Nitekim Türk Devletleri, hiçbir zaman bir devletin boyundurluğu altına girmemiş, kurdukları devlet yıkıldıktan sonra onun devamı olarak yeni güçlü bir devlet kurarak hayatlarına devam etmiştir. Asya Hun Devleti’nden Göktürk Devleti’ne Karahanlı Devleti’nden Büyük Selçuklu Devleti’ne kadar bu süreç işlemiştir. Büyük Selçuklu Devleti’nin atası Dukak Bey mensubu olduğu obadan küçük bir grupla ayrılmış, torunları koca bir devlet olmuştur.
Devlet kurmak bir Türk geleneğidir. Tarihte kurulmuş tüm Türk Devletleri bizimdir. Atalarımızın emanetine sahip çıkmak her Türk gencinin vazifesidir.
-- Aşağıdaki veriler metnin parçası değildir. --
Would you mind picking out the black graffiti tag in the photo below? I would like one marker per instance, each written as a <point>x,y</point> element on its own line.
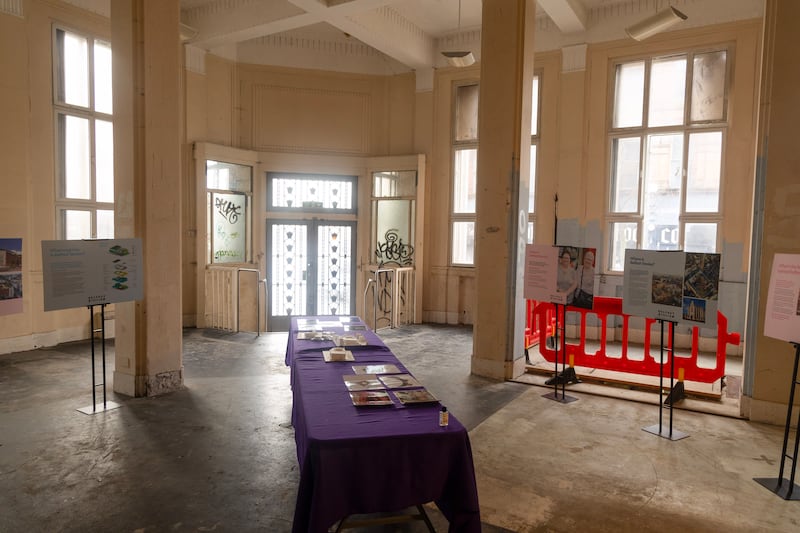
<point>228,209</point>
Kimileri İslamiyetten önce ki Türk Devletlerini yok saymakta, kimileri Osmanlı’yı yok saymakta, kimileri de Cumhuriyete karşı bir duruş sergilemektedir. Devlet kurmak zor olduğu kadar o devleti de ayakta tutmak üstün gayret gerektirmektedir. Bu sebepten devleti yöneten atalarımızın hepsi bilgili, zeki, ve çalışkan insanlardır. Türk Milleti başka milletlerin boyunduruğuna girmesin diye ellerinden geleni yapmışlardır.
Artık Türk Milleti olarak, Asya Hun Devleti’nden Türkiye Cumhuriyeti’ne kadar olan devletlerimizi ve liderlerini benimsememiz gerekmektedir. Mete Han’da bizimdir, Timur’da bizimdir, Abdülhamid’de bizimdir, Mustafa Kemal’de bizimdir. Tarihimizle barışık olmadan geleceğimizi kuramayız. Avrupalı, soykırım yapmış liderini bile savunur, korurken bizim tarihi şanlı zaferlerle dolu aralarımızı yermemizin bir manası yoktur.
Ayrıca Türkiye Cumhuriyeti, Osmanlı İmparatorluğu’nun devamıdır, vârisidir. Bunu inkar etmek, Türk düşmanlığı yapanlara hizmet etmektir, onların hedefine ulaşmasını sağlamaktır. Nitekim Osmanlı Devleti’nin kalan borçlarının büyük bir kısmını Mustafa Kemal’in kurduğu Türkiye Cumhuriyeti ödemiştir. Misak-ı Milli kararları Meclis-i Mebusan’da alınmıştır. Cumhuriyet’i inşa eden kadro Abdülhamid döneminde eğitim almıştır. Osmanlı’dan bağımsız bir Cumhuriyet düşünülemez.